MERS Clinical Features

MERS Clinical Features
Updated Mar. 18, 2024

Clinical Presentation

Middle East Respiratory Syndrome (MERS) is caused by Middle East Respiratory Syndrome Coronavirus (MERS-CoV). A wide clinical spectrum of illness in patients with MERS has been reported. People with MERS-CoV infection range from being asymptomatic to having severe acute respiratory illness resulting in death, with most reported cases having more severe illness.

Although MERS cases have been reported among children and adults of all ages (range 0 to 109 years), most reported MERS cases have been in older adults. Most hospitalized MERS-CoV patients have had pre-existing medical conditions that likely increased their risk for severe illness. Among global cases reported to date, the mortality rate of MERS cases reported to World Health Organization (WHO) is approximately 35%.

Common signs and symptoms of MERS include:

  • fever
  • dyspnea
  • non-productive cough
  • chills/rigors
  • headache
  • myalgia

Other signs and symptoms can include sore throat, coryza, productive cough, dizziness, nausea and vomiting, diarrhea, and abdominal pain.

Chest radiographic findings might include unilateral or bilateral patchy densities or opacities, interstitial infiltrates, consolidation, or pleural effusions.

Patients who require admission to an intensive care unit (ICU) often have a history of a febrile upper respiratory tract illness, and they might exhibit rapid progression to pneumonia (i.e., within a week of illness onset). Rapidly progressive pneumonitis, acute respiratory distress syndrome (ARDS), refractory hypoxemia, respiratory failure, and extrapulmonary complications, including acute kidney injury, hypotension, hepatitis, and septic shock, have been reported.

Clinical Course

Most patients develop symptoms approximately 5 days after an exposure to an infected person or camel, but the incubation period can range from 2 to 14 days.

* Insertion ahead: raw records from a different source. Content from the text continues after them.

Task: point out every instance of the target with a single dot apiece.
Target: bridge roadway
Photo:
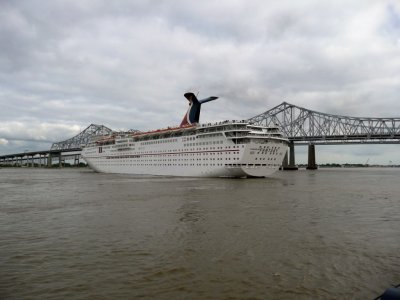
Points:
(302, 127)
(44, 158)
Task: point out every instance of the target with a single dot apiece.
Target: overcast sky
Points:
(126, 64)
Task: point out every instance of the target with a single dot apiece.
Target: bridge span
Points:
(307, 127)
(302, 127)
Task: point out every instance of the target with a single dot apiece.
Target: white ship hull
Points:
(212, 157)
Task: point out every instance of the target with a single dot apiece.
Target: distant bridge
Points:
(59, 152)
(302, 127)
(307, 127)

In hospitalized MERS patients, the median time from the onset of symptoms to a person’s hospitalization is approximately 4 days.

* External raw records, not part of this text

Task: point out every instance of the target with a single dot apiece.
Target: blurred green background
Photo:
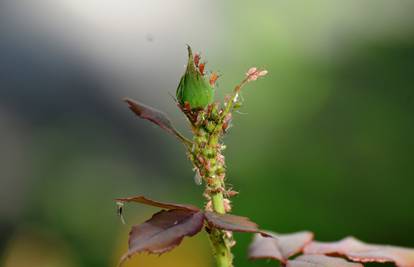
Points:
(324, 143)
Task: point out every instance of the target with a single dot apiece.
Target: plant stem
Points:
(209, 161)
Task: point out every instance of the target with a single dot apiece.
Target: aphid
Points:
(201, 67)
(196, 59)
(197, 178)
(213, 78)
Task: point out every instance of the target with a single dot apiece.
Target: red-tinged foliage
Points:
(357, 250)
(164, 231)
(279, 246)
(163, 205)
(155, 116)
(231, 222)
(320, 261)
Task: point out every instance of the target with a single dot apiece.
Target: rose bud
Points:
(193, 88)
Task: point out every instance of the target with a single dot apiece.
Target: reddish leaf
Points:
(231, 222)
(279, 247)
(320, 261)
(163, 205)
(356, 250)
(155, 116)
(164, 231)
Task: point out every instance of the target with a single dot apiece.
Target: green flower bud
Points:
(193, 88)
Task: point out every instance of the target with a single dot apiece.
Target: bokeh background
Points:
(324, 143)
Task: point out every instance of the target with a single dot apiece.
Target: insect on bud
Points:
(193, 88)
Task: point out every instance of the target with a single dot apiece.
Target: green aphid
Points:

In critically ill patients, the median time from onset to ICU admission is approximately 5 days, and median time from onset to death is approximately 12 days.

Laboratory Findings

Laboratory findings at admission can vary, but can include leukopenia, lymphopenia, thrombocytopenia, and elevated lactate dehydrogenase levels. Co-infection with other respiratory viruses and with community-acquired bacteria at hospital admission have been reported. MERS-CoV can be detected with higher viral load and for a longer duration in the lower respiratory tract compared with the upper respiratory tract.

Duration of MERS-CoV shedding in the respiratory tract is typically longer in more severely ill patients than mildly ill patients. It has been reported that evidence of MERS-CoV RNA has been detected in survivors for a month or more after onset, and culturable virus has been detected up to 25 days after onset. Limited data are available on the duration of extrapulmonary MERS-CoV shedding.

Also see Interim Guidance for Collecting, Handling and Testing Clinical Specimens.

Clinical Management and Treatment

There is currently no specific treatment for MERS-CoV infection. Clinical management includes supportive management of signs, symptoms, and complications. Implementation of recommended infection prevention and control measures is very important.